[ad_1]
Evidence that the first generation of stars existed in the universe has come to light thanks to observations made by the James Webb Space Telescope (JWST). The proof is found in one of the most distant galaxies known.
The galaxy, named GN-z11, was discovered by the Hubble Space Telescope in 2015 and, before the launch of the James Webb Space Telescope, was considered the most distant galaxy known. With a redshift of 10.6, it makes more sense to talk about how long it has existed, rather than how far away it is. That’s because we see GN-z11 as it was only 430 million years after the Big Bang because of the time it took for its light to travel to our corner of the cosmos. By comparison, the current universe is 13.8 billion years old.
As such, GN-z11 was a prime target for JWST to study. Now, two new papers describe profound discoveries about GN-z11 that reveal vital details about how galaxies that existed in the early universe could have grown.
GN-z11 is the most luminous galaxy known at this particular redshift, and indeed this has become a common theme for the high-redshift galaxies that JWST now finds almost regularly in the early universe. Many of them appear much brighter than our models of galaxy formation predict they should be. Those predictions are based on the standard model of cosmology.
Related: James Webb Telescope Detects Oldest ‘Dead’ Galaxy in Known Universe, and Its Death Could Challenge Cosmology
Now, new JWST observations appear to have shed light on what’s going on.
An astronomy team, led by Roberto Maiolino of the University of Cambridge, has tested GN-z11 with JWST’s two near-infrared instruments, the Near-Infrared Camera (NIRCam) and the Near-Infrared Spectrometer (NIRSpec). The researchers discovered evidence of the first generation of stars, called Population III stars, as well as a supermassive black hole that is engulfing enormous amounts of matter and growing at an enormously accelerated rate.
Scientists can calculate a star’s age based on its abundance of heavy elements, which would have been formed by previous generations of stars that lived and died, flinging those heavy elements into space where they are eventually recycled in star-forming regions to form new. stellar bodies. The youngest stars that have formed over the past five or six billion years are known as Population I stars and have the highest abundance of heavy elements. Our sun is a population I star. Older stars contain fewer heavy elements because there were fewer generations of stars before them. We call these Population II stars and they live in the oldest regions of our galaxy, the Milky Way.
Population III stars, however, have until now been purely hypothetical.
These would have been the first stars to form and, as there were no other stars before them, they would have contained no heavy elements and would have been formed solely from the pristine hydrogen and helium forged during the Big Bang.
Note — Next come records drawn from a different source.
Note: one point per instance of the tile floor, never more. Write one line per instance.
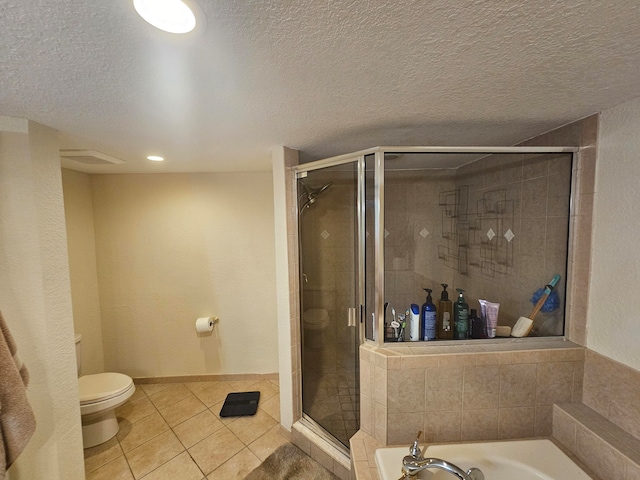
(174, 431)
(330, 389)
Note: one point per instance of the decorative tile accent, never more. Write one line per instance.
(509, 235)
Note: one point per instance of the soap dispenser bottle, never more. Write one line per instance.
(429, 321)
(445, 315)
(461, 316)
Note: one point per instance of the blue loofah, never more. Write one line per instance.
(550, 304)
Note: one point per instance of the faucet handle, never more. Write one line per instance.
(414, 449)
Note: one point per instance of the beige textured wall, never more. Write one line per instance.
(35, 297)
(174, 247)
(78, 211)
(613, 328)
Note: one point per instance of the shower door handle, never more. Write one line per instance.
(352, 319)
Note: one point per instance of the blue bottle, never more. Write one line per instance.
(428, 318)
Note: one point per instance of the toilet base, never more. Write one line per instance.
(314, 337)
(99, 429)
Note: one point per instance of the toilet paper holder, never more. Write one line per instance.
(205, 324)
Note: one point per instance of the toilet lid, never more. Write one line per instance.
(102, 386)
(315, 316)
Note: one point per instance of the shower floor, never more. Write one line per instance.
(330, 391)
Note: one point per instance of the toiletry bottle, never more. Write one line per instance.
(429, 322)
(461, 316)
(414, 323)
(478, 325)
(445, 315)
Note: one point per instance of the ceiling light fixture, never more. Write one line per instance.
(172, 16)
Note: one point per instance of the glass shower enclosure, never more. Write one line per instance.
(329, 229)
(377, 227)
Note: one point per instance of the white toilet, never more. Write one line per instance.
(100, 395)
(314, 322)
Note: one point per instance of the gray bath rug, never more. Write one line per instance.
(288, 462)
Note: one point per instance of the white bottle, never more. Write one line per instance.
(414, 324)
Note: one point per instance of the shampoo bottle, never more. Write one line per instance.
(445, 315)
(461, 315)
(414, 323)
(429, 322)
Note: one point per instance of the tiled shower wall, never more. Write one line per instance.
(612, 390)
(374, 408)
(466, 396)
(515, 240)
(415, 246)
(413, 228)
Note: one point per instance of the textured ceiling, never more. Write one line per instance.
(325, 77)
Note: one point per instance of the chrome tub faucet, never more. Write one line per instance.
(414, 463)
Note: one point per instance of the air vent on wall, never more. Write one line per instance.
(89, 157)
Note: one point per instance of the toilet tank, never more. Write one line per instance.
(78, 340)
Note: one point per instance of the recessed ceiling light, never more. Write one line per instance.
(172, 16)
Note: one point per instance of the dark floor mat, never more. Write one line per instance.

It is also believed that these early stars were extremely luminous, with masses equivalent to at least several hundred suns.
Although astronomers have not yet directly seen Population III stars, Maiolino’s team detected indirect evidence of them in GN-z11. NIRSpec observed a mass of ionized helium near the edge of GN-z11.
“The fact that we see nothing but helium suggests that this mass must be quite pristine,” Maiolino said in a statement. “This is something that theory and simulations expected in the vicinity of particularly massive galaxies of these epochs: that there should be pockets of pristine gas surviving in the halo, and these could collapse and form Population III stars.”
This helium gas is being ionized by something that produces enormous amounts of ultraviolet light, something inferred to be Population III stars. Potentially, the observed helium is material left over from the formation of those stars. The amount of ultraviolet light needed to ionize all that gas requires about 600,000 solar masses of stars in total, shining with a combined luminosity 20 trillion times brighter than our sun. These figures suggest that distant galaxies like GN-z11 would have been more adept at forming massive stars than galaxies in the modern universe.
Meanwhile, according to a second set of results, Maiolino’s team also found evidence of a two-million-solar-mass black hole at the heart of GN-z11.
The team also detected a powerful sleet of radiation flowing from the accretion disk of matter rotating around the black hole, as well as ionized chemical elements normally found near accreting black holes. It’s the most distant supermassive black hole yet discovered, the team says, and its gluttonous appetite causes its accretion disk to become dense and hot, and glow brightly. This, combined with the Population III stars, is what makes GN-z11 shine so brightly, the researchers believe, without breaking standard cosmology as some have prematurely claimed.
The study on the ionized helium group and population III stars has been accepted for publication in the journal Astronomy & Astrophysics, and a preprint can be published. found here. Meanwhile, the study on the NIRCam black hole observations was published on January 17 in the journal Nature.